Clinical Manifestations of Sporotrichosis
Lymphocutaneous infection
- It is Sporotrix schenckii's most frequent symptom.
- The hands and arms, lower limbs, trunk, and face all have lesions.
- Within the first several weeks after a fungal inoculation, primary lesions appear.
- Small nodules that develop into ulcers are the lesions.
- The lesions are non-pruritic and somewhat uncomfortable.
- The lymphatics are affected by new nodules that spread and ulcerate.
- The lymph nodes may swell and hurt if lymphangitis develops.
Cutaneous Infection
- The suppurative and granulomatous inflammatory reaction in the dermis and subcutaneous tissue is frequently caused by Sporothrix schenckii.
- Microabscess, fibrosis, hyperkeratosis, parakeratosis, and pseudoepitheliomatous hyperplasia are its defining features.
Fixed Cutaneous Infection
- This is the growth of a single lesion that would typically appear on the face.
- The lesion might be verrucous or ulcerated.
- Only antifungal medication can make the lesion go away.
Osteoarticular sporotrichosis
- Sporotrichosis is an uncommon illness that often affects drinkers.
- Septic arthritis, which develops as a result of traumatic inoculation and spreads to the joints, is what distinguishes it.
- Carpal tunnel syndrome can be accompanied with bursitis and tenosynovitis.
Pulmonary sporotrichosis
- It is an infection, either subacute or chronic.
- People with Chronic Obstructive Pulmonary Disease (COPD) frequently experience it.
- After conidia are inhaled, it happens.
- Fever, exhaustion, loss of weight, coughing, sputum production, and hemoptysis are its hallmark symptoms.
- Infected people frequently have TB, atypical mycobacterial infection, or chronic cavitary pulmonary histoplasmosis.
Diagnosis of Sporotrichosis
Specimen: Tissue biopsy, pus from lesions, sputum, urine, blood, and cerebrospinal and synovial fluids.
Direct Examination
- 10% potassium hydroxide (KOH) wet mount to observe for budding yeast cells
- Gram staining stains the yeast cells gran positive.
- Sporothrix schenckii conidiophores and conidia
Histological Examination
- Hematoxylin and eosin (H&E) stain,
- Gomori methenamine silver (GMS)
- Periodic acid-Schiff (PAS) stain
Cultural Examination
- Growth happens in 5-7 days at 25°C on saboraud agar with chloramphenicol and on medium with cycloheximide, such mycobiotic agar, creating filamentous hyaline colonies that get black at the centre as the culture ages. Additionally, dematiaceous conidia are seen.
- To demonstrate conidiogenesis, potato dextrose agar and cornmeal agar are utilised.
- Heart and Brain Infusion At 35 to 37°C, agar, chocolate agar, and blood agar are utilised to demonstrate dimorphism.
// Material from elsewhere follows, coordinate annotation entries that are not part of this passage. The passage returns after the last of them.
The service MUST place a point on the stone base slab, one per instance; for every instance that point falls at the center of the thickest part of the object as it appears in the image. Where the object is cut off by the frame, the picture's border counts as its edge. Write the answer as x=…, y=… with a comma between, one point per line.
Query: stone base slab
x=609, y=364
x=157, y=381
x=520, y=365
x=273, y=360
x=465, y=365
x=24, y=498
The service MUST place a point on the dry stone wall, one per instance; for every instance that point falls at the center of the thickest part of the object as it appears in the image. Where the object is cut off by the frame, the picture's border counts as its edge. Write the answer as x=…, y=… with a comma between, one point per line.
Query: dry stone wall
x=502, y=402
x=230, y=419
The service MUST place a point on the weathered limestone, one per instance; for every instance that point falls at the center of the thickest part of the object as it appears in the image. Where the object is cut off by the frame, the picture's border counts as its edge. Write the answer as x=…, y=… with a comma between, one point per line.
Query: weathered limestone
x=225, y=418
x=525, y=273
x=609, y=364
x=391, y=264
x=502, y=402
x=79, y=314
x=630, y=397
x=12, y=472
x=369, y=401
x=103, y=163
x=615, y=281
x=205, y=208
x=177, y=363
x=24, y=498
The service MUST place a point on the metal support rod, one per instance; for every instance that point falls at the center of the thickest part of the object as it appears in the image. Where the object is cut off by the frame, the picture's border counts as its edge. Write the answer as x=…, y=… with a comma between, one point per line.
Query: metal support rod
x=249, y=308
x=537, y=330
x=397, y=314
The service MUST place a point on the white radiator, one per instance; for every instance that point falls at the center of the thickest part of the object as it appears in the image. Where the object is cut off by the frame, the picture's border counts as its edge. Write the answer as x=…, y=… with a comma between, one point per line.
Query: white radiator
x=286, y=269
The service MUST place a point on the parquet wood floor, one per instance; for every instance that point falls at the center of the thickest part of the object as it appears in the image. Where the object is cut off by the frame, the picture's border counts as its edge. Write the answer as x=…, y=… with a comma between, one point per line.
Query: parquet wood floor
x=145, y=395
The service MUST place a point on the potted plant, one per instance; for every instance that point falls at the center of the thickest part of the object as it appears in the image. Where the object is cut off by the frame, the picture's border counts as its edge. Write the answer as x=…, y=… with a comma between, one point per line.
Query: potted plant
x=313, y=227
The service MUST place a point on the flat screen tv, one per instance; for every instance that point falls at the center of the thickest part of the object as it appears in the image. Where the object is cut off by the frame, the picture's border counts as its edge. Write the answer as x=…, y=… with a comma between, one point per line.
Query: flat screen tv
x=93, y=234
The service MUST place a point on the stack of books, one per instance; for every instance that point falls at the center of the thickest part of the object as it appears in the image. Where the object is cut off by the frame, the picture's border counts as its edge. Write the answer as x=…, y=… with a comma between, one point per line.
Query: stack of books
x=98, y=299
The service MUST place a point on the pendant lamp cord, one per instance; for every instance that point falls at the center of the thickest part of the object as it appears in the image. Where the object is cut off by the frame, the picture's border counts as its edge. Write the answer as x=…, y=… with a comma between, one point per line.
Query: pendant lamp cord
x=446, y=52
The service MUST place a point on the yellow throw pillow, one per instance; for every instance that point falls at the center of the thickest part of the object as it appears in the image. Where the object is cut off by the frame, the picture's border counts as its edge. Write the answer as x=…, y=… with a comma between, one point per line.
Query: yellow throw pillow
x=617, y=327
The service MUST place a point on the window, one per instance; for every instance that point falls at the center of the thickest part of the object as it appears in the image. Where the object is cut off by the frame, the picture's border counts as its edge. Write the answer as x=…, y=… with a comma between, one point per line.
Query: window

Within 5-7 days, colonies grow to generate yeast cell colonies that range in colour from creamy and yellow to tan.
Molecular Detection
- Detection of PCR amplicons
- Oligonucleotide primers for differentiation of Sporortrix schenckii from other fungal species.
Serological Test
A high titer agglutinin antibody test is performed in a test tube.
Antigen-coated latex particles are used in latex agglutination to find sporotrichin antigen in patients' serum
Sporotrichin Skin Test
- This examination is designed to find cellular immune responses with delayed hypersensitivity.
- It has the ability to identify and confirm both recent and old Sporothrix schenckii infections.
- Bulbar conjunctival sporotrichosis has been diagnosed using the sporotrichin skin test.
Treatment of Sporotrichosis
- Oral administration of a saturated solution of potassium iodide
- Itraconazole is currently the first-choice treatment
- Systemic infection can be treated with amphotericin B
Prevention and Control of Sporotrichosis
- putting on safety gear like gloves and long sleeves when performing high-risk tasks like handling sphagnum moss, wires, rosebushes, hay bales, conifer (pine) seedlings, or other items that might promote the exposure to the fungus
- To stop the spread of zoonotic diseases, sporotrichosis in cats must be properly treated and housed in isolation.